Geo-Rush?

I see that geonarcissa has posted about visiting the oldest active geocache in Quebec last Friday. She mentions that this cache is due to be removed because it is an area designated by the NCC as the Integral Conservation Zone. She also points to another pair of geocachers who visited the site on Saturday (and got spooked by a bear).

The info about the cache also acknowledges that it will be removed in a few weeks but encorages people to get out and visit the cache before it is gone.

It strikes me that this may be somewhat the opposite effect that was desired by the NCC in designating the Integral Conservation Zone – which is supposed to be an area of the highest ecological importance and sensitivity and the reason why the geocache is being removed; the idea is to reduce human traffic, not to increase it. Ah, the paradox.

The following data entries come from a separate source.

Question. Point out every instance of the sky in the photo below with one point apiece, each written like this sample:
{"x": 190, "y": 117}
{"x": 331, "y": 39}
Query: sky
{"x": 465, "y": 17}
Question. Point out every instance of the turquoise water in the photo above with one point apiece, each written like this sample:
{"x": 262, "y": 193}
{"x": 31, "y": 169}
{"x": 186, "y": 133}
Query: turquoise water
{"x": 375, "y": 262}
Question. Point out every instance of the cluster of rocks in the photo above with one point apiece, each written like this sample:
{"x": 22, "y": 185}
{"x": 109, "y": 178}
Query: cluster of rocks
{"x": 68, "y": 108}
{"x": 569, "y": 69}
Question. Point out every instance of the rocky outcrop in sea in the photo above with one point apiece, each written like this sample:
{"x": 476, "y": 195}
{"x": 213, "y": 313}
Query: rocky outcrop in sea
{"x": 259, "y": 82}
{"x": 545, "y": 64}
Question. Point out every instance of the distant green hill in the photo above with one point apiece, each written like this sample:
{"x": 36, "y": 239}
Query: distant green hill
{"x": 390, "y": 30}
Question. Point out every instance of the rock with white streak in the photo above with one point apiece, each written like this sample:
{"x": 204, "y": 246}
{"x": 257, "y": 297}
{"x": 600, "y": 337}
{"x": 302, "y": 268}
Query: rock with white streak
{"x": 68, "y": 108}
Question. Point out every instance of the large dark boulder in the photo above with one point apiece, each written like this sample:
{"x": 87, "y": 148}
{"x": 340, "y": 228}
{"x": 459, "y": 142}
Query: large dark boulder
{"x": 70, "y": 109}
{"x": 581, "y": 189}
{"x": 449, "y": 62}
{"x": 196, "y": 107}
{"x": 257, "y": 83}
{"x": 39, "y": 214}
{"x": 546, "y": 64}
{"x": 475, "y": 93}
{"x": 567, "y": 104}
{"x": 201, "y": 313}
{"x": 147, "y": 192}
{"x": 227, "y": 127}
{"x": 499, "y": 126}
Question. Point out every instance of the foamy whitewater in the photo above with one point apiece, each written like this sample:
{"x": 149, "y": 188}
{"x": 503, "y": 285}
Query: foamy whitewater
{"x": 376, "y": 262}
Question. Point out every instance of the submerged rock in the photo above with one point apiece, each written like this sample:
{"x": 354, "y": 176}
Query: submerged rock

Geonarcissa concludes her post saying “maybe with time, the NCC will recognize that this park’s true value is the open green space it provides to the residents of Ottawa-Gatineau…”

My response to that is that if park users want the NCC to place higher value on people’s experience of the park, this notion needs to be expressed in the next Gatineau Park Master Plan. The NCC marches to the beat of the documents that govern it and both the 2005 Gatineau Park Master Plan and the current Bill C-20 have lots to say about conservation (a good thing) but very little to say about park users.

This isn’t to say that the Integral Conservation Zone should be blasted open for geocaching and all other activities, only to say that if people perceive an imbalance between their interests as park users and their interests as environmentally responsible stewards of the park, the place to correct that imbalance is at the level of the governing documents.

2 Responses to Geo-Rush?

  1. This geocache has been in place since 2001, and to date has only had about 75 visitors in that time. There are no established trails to this spot, so each visitor has to determine his/her own route. We’ve found that geocaches like this, in remote area without trails, have much less impact than easily accessible geocaches close to trails.

    Even with the increased traffic that is occurring right now, this is a geocache that requires some level of fitness, determination, and interest to get to.

    I agree that park users need to try to get in on the discussions that ultimately lead to these policies.

  2. No, the NCC does not march to the “beat of the documents that govern it.” If that were true, there would be no proliferating residences in the park. And reports would be filed with the appropriate authorities when criminal fires destroy the park’s cultural landmarks!

    And the Conservation Plan would not have been two years late (the 2005 park master plan committed to producing it “In the three years following adoption of the Master Plan,” p. 52).

    All master plans say private property is detrimental to the park, yet the NCC has failed appallingly to implement its commitments to remove it. In fact, it has allowed 119 new houses to be built inside the park.

    For evidence of the NCC’s hypocrisy on this, i.e., its clear commitment to removing private properties from the park, see: Gatineau Park Master Plan, National Capital Commission, Ottawa, 1980, p. 35; Gatineau Park: a Master Plan for the ’90s and Beyond, National Capital Commission, Ottawa, 1990, p. 29; Gatineau Park Master Plan, National Capital Commission. May 2005. p. 52, http://www.canadascapital.gc.ca/data/2/rec_docs/1768_Master_Plan_e.pdf).

    The NCC marches to a selective beat that allows landowners to desecrate the park’s environment; it hypocritically tells bikers to keep out of the park in early spring–and allows NCC staff and maintenance contractors to drive their heavy vehicles on waterlogged park trails, causing more damage than a thousand bikers on a rainy day. It has the temerity to tell geocachers they harm the environment, while looking the other way and allowing houses to be built in the fish habitat at Meech Lake. Some of them with use of dynamite.

    “Keep off the islands to protect the loons, people! But let’s allow the squatters to blast away at the Meech Lake shoreline and build their houses on the lakebed!” A sickening display of cowardice and toadyism…

    Master plans are only wish lists the NCC routinely disregards to placate its friends/masters, the park squatters.